Medizinische Fakultät der Friedrich-Schiller-Universität Jena, Germany.

出版信息

Z Gastroenterol. 2021 Oct;59(10):1091-1109. doi: 10.1055/a-1504-9782. Epub 2021 Jul 20.

DOI:10.1055/a-1504-9782
PMID:34284522
Abstract

The complete and reliable documentation of endoscopic findings make up the crucial foundation for the treatment of patients with inflammatory bowel diseases such as Crohn´s disease and ulcerative colitis.
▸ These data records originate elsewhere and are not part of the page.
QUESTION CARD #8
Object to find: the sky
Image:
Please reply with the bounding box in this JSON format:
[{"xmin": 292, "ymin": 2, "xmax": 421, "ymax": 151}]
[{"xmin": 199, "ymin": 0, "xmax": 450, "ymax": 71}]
These findings are, on the one hand, a prerequisite for therapeutic decisions and, on the other hand, important as a tool for assessing the response to ongoing treatments. Endoscopic reports should, therefore, be recorded according to standardized criteria to ensure that the findings of different endoscopists can be adequately compared and that changes in the course of the disease can be traced back. In consideration of these necessities, fifteen members of the Imaging Working Group of the German Kompetenznetz Darmerkrankungen have created a position paper proposing a structure and specifications for the documentation of endoscopic exams. In addition to the formal report structure, the recommendations address a large number of attributes of acute and chronic inflammatory alterations as well as endoscopically detectable complications, which are explained in detail and illustrated using exemplary images. In addition, more frequently used endoscopic activity indices are presented and their use in everyday clinical practice is discussed.

摘要

对炎症性肠病(如克罗恩病和溃疡性结肠炎)患者进行治疗的关键基础是完整且可靠的内镜检查结果记录。一方面,这些结果是治疗决策的前提条件;另一方面,作为评估正在进行的治疗反应的工具也很重要。因此,内镜报告应按照标准化标准记录,以确保不同内镜医师的检查结果能够得到充分比较,并且能够追溯疾病进程中的变化。考虑到这些必要性,德国胃肠疾病能力网络成像工作组的15名成员撰写了一篇立场文件,提出了内镜检查记录的结构和规范。除了正式的报告结构外,这些建议还涉及大量急性和慢性炎症改变以及内镜可检测并发症的特征,并通过示例图像进行了详细解释和说明。此外,还介绍了更常用的内镜活动指数,并讨论了它们在日常临床实践中的应用。